As a user, I find that the integration is more of a nuisance. I prefer TortoiseSVN and I do nearly all of my SCM work via that (as it is an awesome tool). With TFS, you end up with a new screen inside VS for every operation. So you have a new tab in your environment for the team explorer, and another for the builds, and another for each build summary you want to see (and if you want to see the details of a build, an error for example, you have to click through too many links). I found the number of documents I had open when using TFS were more than the source files!
The same applies to checkins, committing changes required clicking through several tabs on the Pending Changes pane in VS to assign a work item and comment to your checkins. Its a small thing, but I found it annoying as I was used to more streamlined tools.
Extending the build system was another area that I found lacking. Adding new features into the build is difficult because of the xaml configuration, and getting the results of those features into your build screens is either very very hard, or impossible. So if you like adding stuff like code complexity or static analysis, or even automated testing via, say selenium, or deployments... forget it. Unless, you are using the Microsoft tools for these aspects (eg fxcop).
Updating the workflow was another niggle - though the powertoys helped tremendously, it was still awkward to get the workflow right,and you still can't configure the scrum board with the information you really want to see - again, you get the defaults or nothing.
Merging was also painful, I think there's a very good reason MS has adopted git for TFS (note this only works with brand new TFS projects, you cannot convert from TFS to git backends).

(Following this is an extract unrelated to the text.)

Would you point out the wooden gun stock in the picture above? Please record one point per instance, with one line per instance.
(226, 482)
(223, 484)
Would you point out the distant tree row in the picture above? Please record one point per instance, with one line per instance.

So all in all, its not too bad as it does work, but I have found a lot of other tools are much better. The disadvantage of those tools is that they don't come fully integrated, but IMHO this is a strength as you can pick and choose the best bits you want. With TFS you get pretty much what someone else wants you to have. If you decide the bug system in TFS is poor (and I think you will), you'll have a hard time changing to a different one.
TFS should be considered along with other big, fat full-lifecycle tools. Most developers hate such things as they dislike the restrictions these tools end up imposing on them.
I would try it though, download the 30-day trials and install it. When evaluating remember to change a little bit here and there, don't just use it for a source code checkin, checkin with a workitem required and get reports based on that workitem. Try assigning a checkin to multiple workitems, and try combining workitems together as related. Try to incorporate something different into the build system, see how to get a daily progress report out of the reporting services, link a document to a workflow requirement and trace it through bug triage to coding to build to rework and then release. Branch and merge a lot. If you can't easily do all these things, then you might as well stick to git. There's not much point to using TFS if you don't take advantage of most of its ALM features.